Sebanyak 187 ekor kerbau di Kuantan Singingi, Riau terserang penyakit virus ngorok. Dari jumlah itu, ada 99 ekor kerbau dipotong paksa karena masih bisa dikonsumsi.
Kabid Kesehatan Hewan Dinas Peternakan Provinsi Riau, Faralinda Sari mengatakan kerbau yang terjangkit tersebar di berbagai daerah di Kota Jalur. Laporan pertama kali diterima pada 2 Februari lalu.
"Awal mula laporan pada 2 Februari lalu di Tanjung Pauh. Ada tiga ekor kerbau mati mendadak," tegas Faralinda di Pekanbaru, Rabu (10/5/2023).
SCROLL TO CONTINUE WITH CONTENT
Selanjutnya pada 9 Februari ditemukan lagi kasus serupa 5 ekor kerbau mati mendadak di Sungai Paku. Kerbau mati dengan gejala klinis ngorok, nasal discharge, cairan berbuih dari mulut hingga mati mendadak.
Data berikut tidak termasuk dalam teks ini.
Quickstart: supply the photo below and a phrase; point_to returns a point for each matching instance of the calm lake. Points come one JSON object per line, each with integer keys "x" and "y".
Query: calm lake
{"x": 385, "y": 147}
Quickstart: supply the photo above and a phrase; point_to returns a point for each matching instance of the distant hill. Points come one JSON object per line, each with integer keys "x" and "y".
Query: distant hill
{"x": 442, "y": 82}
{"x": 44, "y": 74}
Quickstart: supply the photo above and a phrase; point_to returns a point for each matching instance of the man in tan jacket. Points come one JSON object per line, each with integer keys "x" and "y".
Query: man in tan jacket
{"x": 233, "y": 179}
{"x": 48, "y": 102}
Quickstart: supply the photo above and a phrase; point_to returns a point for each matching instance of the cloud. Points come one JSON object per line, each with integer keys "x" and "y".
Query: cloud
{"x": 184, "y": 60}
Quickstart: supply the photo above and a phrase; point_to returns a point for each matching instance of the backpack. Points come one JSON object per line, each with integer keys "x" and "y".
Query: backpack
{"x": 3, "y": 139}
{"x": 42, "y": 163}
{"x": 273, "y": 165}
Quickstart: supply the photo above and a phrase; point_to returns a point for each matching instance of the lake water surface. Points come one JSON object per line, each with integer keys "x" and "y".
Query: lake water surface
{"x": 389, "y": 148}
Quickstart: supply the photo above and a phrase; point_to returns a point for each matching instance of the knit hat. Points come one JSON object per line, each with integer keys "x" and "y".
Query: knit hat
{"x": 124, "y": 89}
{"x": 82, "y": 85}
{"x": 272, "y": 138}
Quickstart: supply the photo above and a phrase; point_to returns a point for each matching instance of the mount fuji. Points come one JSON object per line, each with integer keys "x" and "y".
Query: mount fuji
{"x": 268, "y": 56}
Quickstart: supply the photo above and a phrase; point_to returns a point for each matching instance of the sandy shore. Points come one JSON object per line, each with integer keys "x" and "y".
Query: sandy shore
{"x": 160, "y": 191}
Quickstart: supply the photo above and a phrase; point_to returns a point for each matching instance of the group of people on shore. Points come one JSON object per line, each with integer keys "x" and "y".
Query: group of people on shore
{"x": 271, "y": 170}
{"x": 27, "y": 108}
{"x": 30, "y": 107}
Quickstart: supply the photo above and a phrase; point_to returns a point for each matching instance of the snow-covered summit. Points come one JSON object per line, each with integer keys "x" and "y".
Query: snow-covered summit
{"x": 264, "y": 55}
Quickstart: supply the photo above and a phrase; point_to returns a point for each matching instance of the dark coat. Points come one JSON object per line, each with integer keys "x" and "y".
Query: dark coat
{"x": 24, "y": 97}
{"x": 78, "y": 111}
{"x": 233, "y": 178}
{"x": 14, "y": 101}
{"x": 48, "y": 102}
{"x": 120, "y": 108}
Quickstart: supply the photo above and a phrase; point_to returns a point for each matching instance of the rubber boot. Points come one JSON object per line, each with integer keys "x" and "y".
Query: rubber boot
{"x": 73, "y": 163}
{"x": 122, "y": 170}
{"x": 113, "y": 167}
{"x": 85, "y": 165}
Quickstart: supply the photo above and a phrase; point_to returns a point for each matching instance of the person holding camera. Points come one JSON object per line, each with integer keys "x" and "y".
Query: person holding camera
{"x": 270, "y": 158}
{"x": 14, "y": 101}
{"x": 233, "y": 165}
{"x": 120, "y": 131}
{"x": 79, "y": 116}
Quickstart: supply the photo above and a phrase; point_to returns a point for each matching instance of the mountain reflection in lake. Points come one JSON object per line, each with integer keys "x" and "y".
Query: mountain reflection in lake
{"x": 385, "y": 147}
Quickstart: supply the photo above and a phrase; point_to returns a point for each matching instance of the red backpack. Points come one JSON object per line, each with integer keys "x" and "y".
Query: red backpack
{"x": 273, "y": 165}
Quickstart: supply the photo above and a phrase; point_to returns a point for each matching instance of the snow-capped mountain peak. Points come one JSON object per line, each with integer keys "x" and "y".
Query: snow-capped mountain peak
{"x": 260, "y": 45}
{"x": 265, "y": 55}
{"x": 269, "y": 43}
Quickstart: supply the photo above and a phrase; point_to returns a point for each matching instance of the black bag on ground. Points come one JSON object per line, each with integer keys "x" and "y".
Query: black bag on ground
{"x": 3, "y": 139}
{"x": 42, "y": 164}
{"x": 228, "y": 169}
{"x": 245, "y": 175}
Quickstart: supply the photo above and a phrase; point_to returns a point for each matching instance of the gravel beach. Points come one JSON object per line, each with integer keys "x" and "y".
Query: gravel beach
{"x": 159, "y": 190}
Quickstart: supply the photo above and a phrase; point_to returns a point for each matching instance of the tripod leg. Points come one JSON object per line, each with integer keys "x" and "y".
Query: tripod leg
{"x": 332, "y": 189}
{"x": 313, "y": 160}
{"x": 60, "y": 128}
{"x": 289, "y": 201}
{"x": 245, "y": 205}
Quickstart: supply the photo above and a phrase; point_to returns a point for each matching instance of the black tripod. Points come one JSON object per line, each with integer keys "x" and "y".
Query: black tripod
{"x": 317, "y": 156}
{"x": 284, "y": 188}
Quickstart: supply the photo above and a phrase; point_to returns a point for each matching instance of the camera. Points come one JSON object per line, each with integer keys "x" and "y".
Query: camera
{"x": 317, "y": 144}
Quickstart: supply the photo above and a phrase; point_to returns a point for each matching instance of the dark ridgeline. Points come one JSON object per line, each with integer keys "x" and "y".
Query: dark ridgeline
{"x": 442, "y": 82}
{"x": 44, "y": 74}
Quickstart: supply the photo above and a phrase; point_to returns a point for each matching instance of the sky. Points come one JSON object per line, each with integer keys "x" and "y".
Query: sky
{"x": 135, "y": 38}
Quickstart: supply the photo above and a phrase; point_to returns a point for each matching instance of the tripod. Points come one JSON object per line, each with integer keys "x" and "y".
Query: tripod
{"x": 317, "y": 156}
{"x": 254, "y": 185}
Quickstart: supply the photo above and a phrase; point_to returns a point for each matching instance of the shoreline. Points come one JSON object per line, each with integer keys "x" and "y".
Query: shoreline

Setelah kejadian di 2 desa itu, pihak Dinas Peternakan langsung turun untuk vaksin. Vaksin pertama dilakukan 800 dosis dan vaksin kedua 300 dosis untuk pencegahan penularan.
"Kasus selanjutnya terjadi di daerah Koto dan Singingi Seberang. Rinciannya ada 4 ekor mati dan 9 ekor dipotong paksa oleh pemilik hingga terus bertambah," katanya.
Tercatat hingga saat ini sudah 187 ekor kerbau terjangkit mulai dari mati hingga potong paksa. Namun ada juga 15 ekor kerbau dijual pemiliknya.
Tak sampai di situ, seminggu setelah Idul Fitri atau 30 April kasus kembali naik. Ada 4000 an ternak di Desa Kopah yang dilepasliarkan di perkebunan sawit belum divaksin.
"Jumlah kasus yang dilaporkan sejak 15 Maret hingga 9 Mei mati sebanyak 65 ekor, potong paksa 99 ekor dan dijual 15 ekor. Kasus itu tersebar di sejumlah daerah di Kuantan Singingi," kata Faralinda.
Meskipun terjangkit, kerbau-kerbau masih bisa dikonsumsi jika sempat dipotong. Ini karena penyakit Septicaemia Epizootica (SE) tidak zoonosis.
"Aman (dikonsumsi). Karena penyakit SE tidak bersifat zoonosis," katanya.